KHARTOUM  - Sudanese troops withdrew from the contested region of Abyei on the border with South Sudan on Tuesday, as demanded by the United Nations, state-linked media reported.
"SAF (Sudanese Armed Forces) deployed out of Abyei area this evening and they gave the military compound there to UN peacekeepers," said the Sudanese Media Centre (SMC), which is close to the security apparatus. Diplomatic sources said the pullout involved about 300 troops. The withdrawal, ending a year-long occupation, came as top negotiators for Sudan and South Sudan met in the Ethiopian capital Addis Ababa for their first talks since the two countries came to the brink of all-out war in April.
"Sudan decided to redeploy the troops out of Abyei area to offer a good environment for the talks," army spokesman Sawarmi Khaled Saad said on Monday, when he announced the move.
He said Thabo Mbeki, African Union mediator for the Addis Ababa negotiations, had asked Khartoum to withdraw its forces from Abyei. Sources in Abyei confirmed the pullout to AFP. "Already it's finished and they released the area" to peacekeepers from the United Nations Interim Security Force for Abyei (UNISFA), said one source, declining to be identified.
Numerous attempts to reach UNISFA for comment were unsuccessful but a diplomatic source said the peacekeeping force "has confirmed the withdrawal."
After fighting along the disputed border in March and April, the UN Security Council called on Sudan and South Sudan to cease hostilities and to resume talks on a number of issues including the status of Abyei, the most sensitive matter left unresolved before South Sudan's independence last July.
The council's May 2 resolution said both sides had to pull their forces out of Abyei by May 16.
South Sudan complied, withdrawing police who were based there, but Sudan had said it would withdraw only after a joint administrative body is established.

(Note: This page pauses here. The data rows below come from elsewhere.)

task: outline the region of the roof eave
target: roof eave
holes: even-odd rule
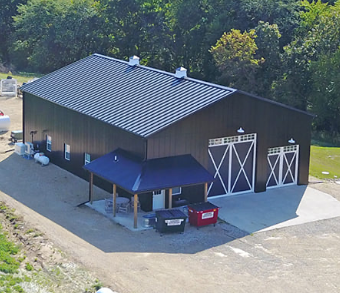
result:
[[[303,111],[303,110],[294,108],[294,107],[292,107],[292,106],[288,106],[288,105],[286,105],[286,104],[282,104],[282,103],[276,102],[276,101],[274,101],[274,100],[266,99],[266,98],[263,98],[263,97],[260,97],[260,96],[257,96],[257,95],[254,95],[254,94],[251,94],[251,93],[242,91],[242,90],[236,90],[235,93],[240,93],[240,94],[243,94],[243,95],[246,95],[246,96],[249,96],[249,97],[252,97],[252,98],[255,98],[255,99],[264,101],[264,102],[267,102],[267,103],[271,103],[271,104],[274,104],[274,105],[277,105],[277,106],[280,106],[280,107],[284,107],[284,108],[286,108],[286,109],[293,110],[293,111],[296,111],[296,112],[305,114],[305,115],[310,116],[310,117],[312,117],[312,118],[315,118],[315,117],[316,117],[316,115],[313,114],[313,113],[309,113],[309,112],[307,112],[307,111]]]

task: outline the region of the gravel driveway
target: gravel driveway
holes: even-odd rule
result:
[[[19,99],[0,100],[0,109],[20,120]],[[340,291],[340,218],[251,235],[223,222],[162,237],[154,230],[132,232],[78,207],[87,200],[87,182],[53,164],[41,167],[4,153],[13,146],[6,139],[0,143],[0,200],[113,290]],[[98,189],[95,194],[107,196]]]

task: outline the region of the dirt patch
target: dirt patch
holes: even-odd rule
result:
[[[22,130],[22,99],[0,96],[0,110],[10,117],[10,130],[0,131],[0,156],[14,150],[10,141],[11,131]]]
[[[30,278],[29,282],[21,284],[25,292],[92,293],[101,287],[89,271],[72,261],[41,231],[30,227],[3,202],[0,202],[0,207],[2,230],[21,249],[18,275]]]
[[[22,99],[0,97],[0,110],[11,121],[10,130],[0,132],[0,161],[3,161],[13,154],[15,147],[10,140],[11,131],[22,130]],[[1,180],[8,180],[11,184],[16,178]],[[0,205],[5,207],[3,202]],[[21,247],[22,257],[25,258],[21,272],[32,279],[32,282],[22,286],[25,292],[95,292],[101,287],[93,273],[56,246],[45,233],[24,221],[12,207],[1,210],[0,220],[3,231]],[[26,264],[32,266],[31,271],[26,269]]]

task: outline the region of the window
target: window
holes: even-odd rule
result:
[[[71,152],[71,147],[69,144],[64,144],[64,150],[65,150],[65,160],[68,160],[70,161],[71,160],[71,155],[70,155],[70,152]]]
[[[182,188],[181,187],[174,187],[172,188],[172,195],[177,195],[182,193]]]
[[[255,140],[255,138],[256,138],[255,133],[238,135],[238,136],[213,138],[213,139],[209,139],[209,147],[224,145],[224,144],[229,144],[229,143],[237,143],[241,141],[252,141],[252,140]]]
[[[88,153],[85,153],[85,165],[91,162],[91,155]]]
[[[51,152],[52,151],[52,137],[46,135],[46,150]]]

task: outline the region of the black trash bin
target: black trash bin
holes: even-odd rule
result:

The South said Khartoum was blocking the creation of the joint administration.
Before Tuesday's talks in Addis Ababa, the South's lead negotiator Pagan Amum accused Khartoum of not honouring its pledge on Abyei.
He said Sudanese troops remained there, and called for international action against Khartoum.
"We call on the Security Council and the AU to take measures against the Republic of Sudan," he said, without elaborating.
"We will put a clear list... of violations by the government of Sudan, including their failure to withdraw their forces from Abyei," he said.
Khartoum said on Sunday that it complained to the UN Security Council over alleged incursions into the Darfur region by South Sudan ahead of the negotiations.
Abyei was to have held a referendum in January 2011 on whether it belonged with the north or South, but that ballot was stalled over disagreement on who could vote.
After a similar vote, South Sudan separated last July but critical issues including Abyei were unresolved at independence.
The UN Security Council on May 17 made a new demand that Sudan "immediately" withdraw all troops from Abyei, and extended the mandate of the mainly Ethiopian UNISFA force for six more months.
The United Nations says more than 100,000 people remain displaced from Abyei, mostly in Agok in the area's far south, and in South Sudan.